Mortgages. The Pitfall Of Interest Only Mortgages.

In the first three months of 2002, just 9% of all new mortgages were interest-only, but by the last quarter of 2005, this figure had risen to 23%. Amongst first-time buyers, the numbers increased from 6% to 15% (Source: Council of Mortgage Lenders).
The reason for this surge is clear: family economics. With an interest-only mortgage, monthly repayments cover only the ongoing interest, keeping payments low. Repayment of the capital borrowed is deferred to the end of the mortgage term when it must be repaid as a lump sum. This trend reflects borrowers' desire to minimize fixed monthly outgoings to maintain their lifestyle, enjoying nice cars, nights out, and holidays abroad. However, the reluctance to reduce lifestyle spending, combined with steadily rising house prices, could create future problems. If borrowers aren't repaying any of the capital now, how will they manage to repay it later?

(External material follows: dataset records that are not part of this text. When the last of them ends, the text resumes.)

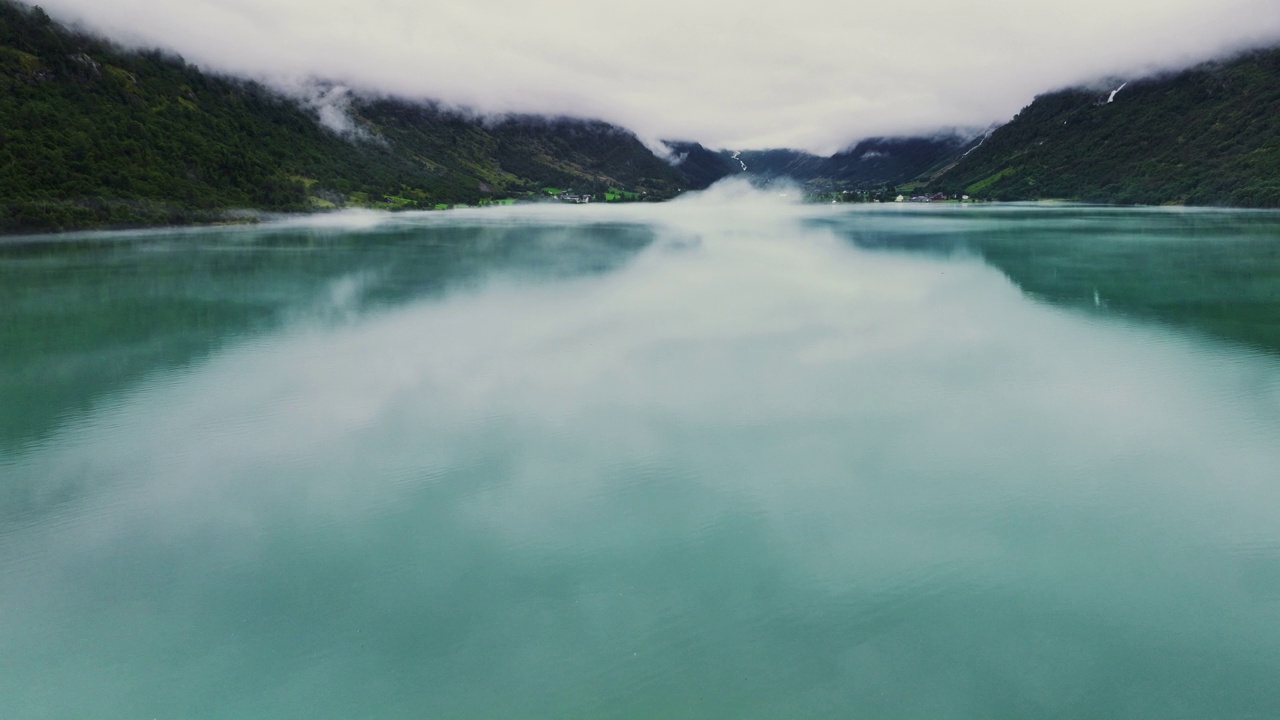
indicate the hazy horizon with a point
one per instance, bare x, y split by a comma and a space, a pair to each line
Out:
818, 76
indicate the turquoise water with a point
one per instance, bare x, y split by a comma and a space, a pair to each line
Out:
718, 458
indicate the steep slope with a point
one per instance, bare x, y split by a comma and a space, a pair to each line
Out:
781, 163
96, 136
872, 163
892, 160
1205, 136
699, 165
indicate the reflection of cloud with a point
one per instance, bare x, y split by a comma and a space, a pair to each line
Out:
743, 451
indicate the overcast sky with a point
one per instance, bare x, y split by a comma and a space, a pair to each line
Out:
805, 73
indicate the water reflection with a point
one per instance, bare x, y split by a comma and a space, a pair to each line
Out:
749, 470
1211, 270
83, 319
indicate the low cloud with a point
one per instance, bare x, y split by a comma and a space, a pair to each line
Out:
816, 74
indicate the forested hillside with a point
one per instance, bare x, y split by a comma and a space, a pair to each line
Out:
96, 136
1205, 136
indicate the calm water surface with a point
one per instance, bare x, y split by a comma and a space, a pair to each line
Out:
720, 458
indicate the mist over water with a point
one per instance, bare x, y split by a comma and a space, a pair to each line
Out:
730, 456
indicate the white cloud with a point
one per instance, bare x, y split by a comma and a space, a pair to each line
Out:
809, 73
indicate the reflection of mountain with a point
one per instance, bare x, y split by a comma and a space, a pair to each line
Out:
1217, 273
81, 322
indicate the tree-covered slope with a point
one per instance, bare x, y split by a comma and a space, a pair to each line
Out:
1205, 136
94, 136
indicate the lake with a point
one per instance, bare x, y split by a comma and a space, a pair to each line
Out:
727, 456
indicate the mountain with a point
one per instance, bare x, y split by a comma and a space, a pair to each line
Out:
872, 163
892, 160
96, 136
699, 165
1207, 135
780, 163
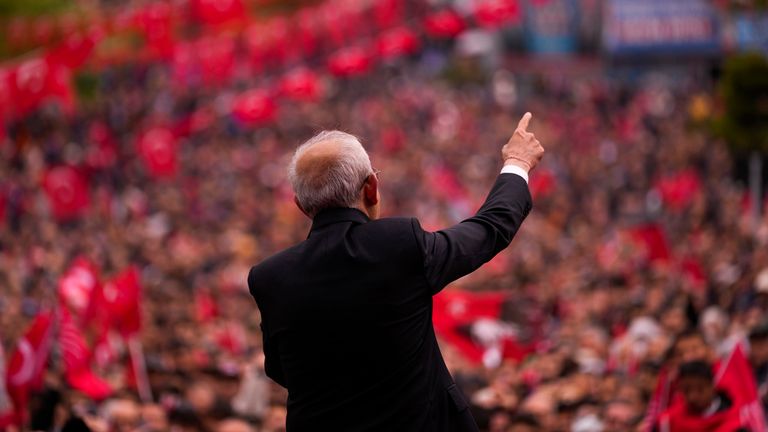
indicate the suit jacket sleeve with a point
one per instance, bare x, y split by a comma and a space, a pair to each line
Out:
459, 250
272, 366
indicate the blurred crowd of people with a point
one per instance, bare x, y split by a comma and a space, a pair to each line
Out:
640, 255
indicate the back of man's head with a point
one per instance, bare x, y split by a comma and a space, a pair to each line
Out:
696, 382
328, 171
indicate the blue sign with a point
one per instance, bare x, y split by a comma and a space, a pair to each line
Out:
551, 27
678, 27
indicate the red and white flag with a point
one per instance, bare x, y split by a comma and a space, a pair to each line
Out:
27, 363
6, 105
121, 300
77, 285
497, 13
301, 84
470, 322
77, 361
737, 378
254, 107
444, 24
156, 22
351, 61
6, 407
397, 42
67, 192
157, 148
216, 57
215, 12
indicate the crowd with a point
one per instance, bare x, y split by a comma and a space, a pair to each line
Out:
640, 254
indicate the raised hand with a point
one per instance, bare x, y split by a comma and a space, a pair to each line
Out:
522, 149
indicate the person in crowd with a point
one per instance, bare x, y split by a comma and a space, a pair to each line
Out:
706, 408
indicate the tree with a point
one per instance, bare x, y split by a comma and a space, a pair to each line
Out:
744, 123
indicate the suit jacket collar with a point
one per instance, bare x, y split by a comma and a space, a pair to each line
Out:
335, 215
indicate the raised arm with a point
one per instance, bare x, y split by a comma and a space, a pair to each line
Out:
459, 250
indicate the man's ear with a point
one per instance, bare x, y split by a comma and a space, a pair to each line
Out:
371, 191
296, 201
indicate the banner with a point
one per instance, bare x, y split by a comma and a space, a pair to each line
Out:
663, 27
551, 27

Prompted by concerns from the Financial Services Authority (FSA), many lenders have become stricter when assessing applications for interest-only mortgages. They now insist on a viable repayment plan before approving the loan. These repayment vehicles might include the tax-free cash forecast from a pension policy, an ISA, or another regular investment or savings scheme. The risk is that borrowers might cancel their savings schemes after securing the mortgage.

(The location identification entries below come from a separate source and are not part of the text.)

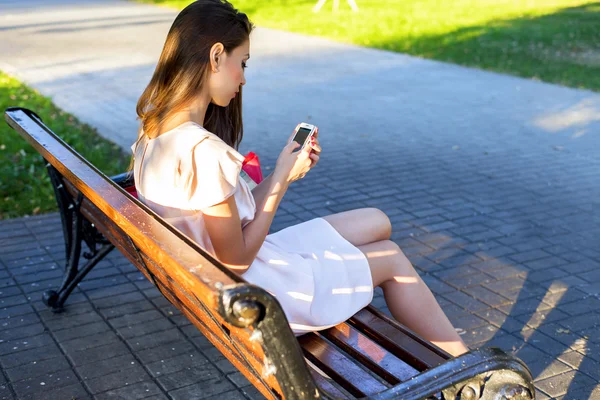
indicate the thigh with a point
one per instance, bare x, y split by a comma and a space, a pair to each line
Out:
361, 226
388, 263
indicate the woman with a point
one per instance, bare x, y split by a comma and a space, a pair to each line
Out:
187, 169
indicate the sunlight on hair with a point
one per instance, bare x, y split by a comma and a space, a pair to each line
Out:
579, 115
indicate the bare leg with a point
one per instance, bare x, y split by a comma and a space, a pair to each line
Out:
409, 299
361, 226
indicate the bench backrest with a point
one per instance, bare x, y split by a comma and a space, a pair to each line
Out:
363, 356
196, 283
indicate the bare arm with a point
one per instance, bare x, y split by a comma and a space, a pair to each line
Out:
262, 189
236, 247
233, 246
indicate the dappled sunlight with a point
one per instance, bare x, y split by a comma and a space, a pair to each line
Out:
357, 289
278, 262
381, 253
406, 279
535, 321
329, 255
300, 296
578, 116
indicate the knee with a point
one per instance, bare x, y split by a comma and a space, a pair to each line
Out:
402, 265
382, 222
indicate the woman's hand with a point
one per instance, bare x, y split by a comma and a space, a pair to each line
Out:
292, 166
316, 149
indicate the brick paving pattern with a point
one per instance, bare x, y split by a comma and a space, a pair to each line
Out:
491, 183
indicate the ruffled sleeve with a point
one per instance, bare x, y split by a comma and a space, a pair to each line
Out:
210, 173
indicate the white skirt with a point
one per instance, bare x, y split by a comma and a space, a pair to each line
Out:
319, 278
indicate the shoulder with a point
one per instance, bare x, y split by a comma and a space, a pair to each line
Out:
199, 141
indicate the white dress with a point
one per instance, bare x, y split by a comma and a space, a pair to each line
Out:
319, 278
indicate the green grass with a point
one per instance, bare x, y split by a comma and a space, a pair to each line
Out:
551, 40
24, 184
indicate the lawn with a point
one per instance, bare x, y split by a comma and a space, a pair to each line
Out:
24, 184
551, 40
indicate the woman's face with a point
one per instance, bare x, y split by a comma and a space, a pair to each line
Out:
225, 84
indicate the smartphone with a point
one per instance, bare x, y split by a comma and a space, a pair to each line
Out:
303, 134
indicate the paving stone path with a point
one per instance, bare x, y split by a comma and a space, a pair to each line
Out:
491, 182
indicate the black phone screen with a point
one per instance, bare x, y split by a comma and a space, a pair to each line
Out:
301, 135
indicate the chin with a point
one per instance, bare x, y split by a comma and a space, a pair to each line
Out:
221, 103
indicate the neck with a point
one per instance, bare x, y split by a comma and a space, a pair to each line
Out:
195, 112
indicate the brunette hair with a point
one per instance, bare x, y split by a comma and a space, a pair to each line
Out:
184, 65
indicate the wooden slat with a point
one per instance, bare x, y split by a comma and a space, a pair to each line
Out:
339, 366
392, 337
326, 384
370, 354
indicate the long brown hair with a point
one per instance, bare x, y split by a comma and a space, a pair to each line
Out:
184, 64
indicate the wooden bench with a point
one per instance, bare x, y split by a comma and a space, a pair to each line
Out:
368, 356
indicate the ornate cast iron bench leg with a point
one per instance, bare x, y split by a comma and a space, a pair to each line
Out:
76, 229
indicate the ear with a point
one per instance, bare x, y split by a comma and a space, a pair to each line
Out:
217, 52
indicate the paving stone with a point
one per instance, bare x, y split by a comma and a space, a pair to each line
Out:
238, 379
11, 360
119, 302
466, 301
75, 391
576, 360
90, 341
487, 296
34, 369
90, 355
106, 366
559, 384
67, 320
165, 351
81, 331
111, 291
488, 224
203, 390
117, 379
22, 332
140, 390
18, 345
183, 361
155, 339
501, 320
189, 376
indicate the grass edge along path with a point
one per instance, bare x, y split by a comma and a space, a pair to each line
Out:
555, 41
25, 187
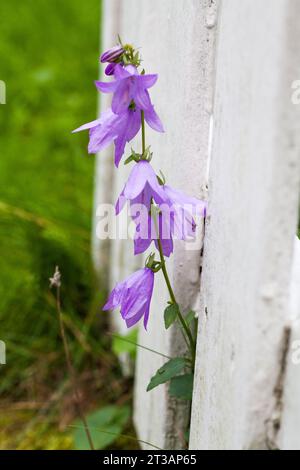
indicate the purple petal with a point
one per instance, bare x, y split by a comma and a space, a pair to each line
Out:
131, 69
122, 96
115, 297
107, 87
147, 81
120, 72
109, 70
129, 125
89, 125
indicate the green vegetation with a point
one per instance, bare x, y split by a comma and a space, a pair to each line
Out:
48, 53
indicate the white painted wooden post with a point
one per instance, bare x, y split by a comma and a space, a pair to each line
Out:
244, 338
176, 39
245, 383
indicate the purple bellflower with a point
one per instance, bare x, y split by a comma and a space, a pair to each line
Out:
176, 219
111, 127
141, 186
133, 296
118, 128
146, 231
130, 86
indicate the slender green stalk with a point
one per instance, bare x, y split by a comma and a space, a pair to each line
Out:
143, 132
190, 342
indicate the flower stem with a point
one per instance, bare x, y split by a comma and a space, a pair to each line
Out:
187, 330
71, 369
143, 132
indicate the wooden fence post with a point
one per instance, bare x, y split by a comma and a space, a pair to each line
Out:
240, 398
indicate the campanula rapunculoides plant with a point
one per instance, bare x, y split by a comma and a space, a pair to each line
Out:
160, 212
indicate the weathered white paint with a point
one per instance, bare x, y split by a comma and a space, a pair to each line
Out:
244, 348
253, 196
290, 435
176, 40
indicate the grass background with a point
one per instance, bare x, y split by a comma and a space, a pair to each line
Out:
48, 52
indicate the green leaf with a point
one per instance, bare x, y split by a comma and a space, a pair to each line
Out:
170, 315
170, 369
125, 344
105, 426
190, 317
182, 387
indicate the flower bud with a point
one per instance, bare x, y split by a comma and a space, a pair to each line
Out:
112, 54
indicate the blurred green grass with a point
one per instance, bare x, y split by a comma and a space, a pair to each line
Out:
48, 53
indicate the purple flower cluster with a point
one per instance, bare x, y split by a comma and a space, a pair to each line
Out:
122, 122
174, 212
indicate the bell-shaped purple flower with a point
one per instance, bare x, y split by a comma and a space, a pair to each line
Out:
176, 220
130, 85
147, 230
133, 296
141, 187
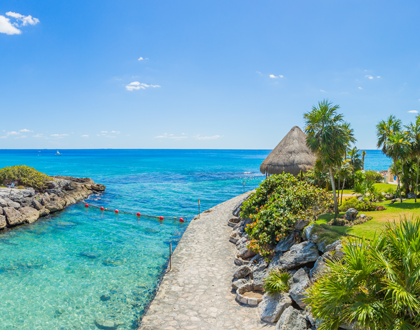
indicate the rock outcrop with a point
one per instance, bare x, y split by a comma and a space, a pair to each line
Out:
20, 206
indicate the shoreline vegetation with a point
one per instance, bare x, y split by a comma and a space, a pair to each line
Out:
27, 195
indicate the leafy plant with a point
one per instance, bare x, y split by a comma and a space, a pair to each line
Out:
277, 206
24, 176
277, 281
375, 286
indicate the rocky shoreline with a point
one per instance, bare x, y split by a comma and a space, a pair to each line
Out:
23, 206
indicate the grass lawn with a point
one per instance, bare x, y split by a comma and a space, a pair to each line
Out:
368, 229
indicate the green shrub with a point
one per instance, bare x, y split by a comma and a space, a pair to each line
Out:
356, 204
277, 205
24, 176
276, 281
375, 286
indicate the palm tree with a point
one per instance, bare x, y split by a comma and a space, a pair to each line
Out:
414, 134
384, 129
376, 284
328, 137
397, 148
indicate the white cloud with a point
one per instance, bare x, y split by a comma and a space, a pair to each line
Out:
214, 137
171, 136
7, 27
135, 85
273, 76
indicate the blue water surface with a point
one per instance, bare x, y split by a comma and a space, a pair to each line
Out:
81, 267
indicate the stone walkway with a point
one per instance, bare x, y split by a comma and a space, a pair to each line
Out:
196, 293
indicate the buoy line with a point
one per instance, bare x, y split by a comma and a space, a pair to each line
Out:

If this happens, borrowers may face the need to sell their home and downsize to repay the mortgage capital when retirement arrives. This is a scenario both lenders and the FSA are eager to avoid.
Twenty years ago, interest-only mortgages were common, with endowment policies being the popular investment for repaying the capital. However, returns on endowment policies have not been as high as expected, leaving many homeowners with a capital repayment shortfall. Endowment policies have failed to be the "guaranteed" repayment solution many assumed they would be. Given today's economic and investment environment, it is difficult to be certain of any scheme to repay the capital.
As the shortcomings of endowment policies became apparent, interest-only mortgages fell out of favour, and repayment mortgages became the norm. But now the pendulum is swinging back. Interest-only mortgages are gaining popularity again due to high house prices and people's desire to get onto and move up the housing ladder without economizing on other spending areas.
Family finance pressures will likely continue to drive demand for interest-only mortgages. However, it is the responsibility of mortgage brokers and lenders to highlight alternative options to their clients.
Traditionally, a 25-year mortgage term was the norm for young buyers. Now, repayment periods can stretch to 30 or even 35 years, making repayment mortgages more affordable. For example, the monthly repayments for a £125,000 repayment mortgage over 25 years at 4.9% would cost £731.69 per month. Stretching the repayment period to 35 years drops the payment to £628.16 per month, saving £103.53 in cash flow.
Borrowers can make optional lump sum repayments as family finances permit, reducing the outstanding capital. In practice, people tend to move house every eight to ten years, and each move represents an opportunity to reassess long-term family finances.
Other solutions are available. For instance, arranging a mortgage where part of the loan is on a repayment basis and the balance on interest-only offers a midway option. This approach begins the repayment process, and when the family income grows or the borrower moves home, they can reassess the most suitable mortgage type.
It's important to avoid speculation when it comes to home finances. Mortgages are complex, and there is never just one solution. Professional advice is crucial; using a mortgage broker who can search the entire market is highly recommended.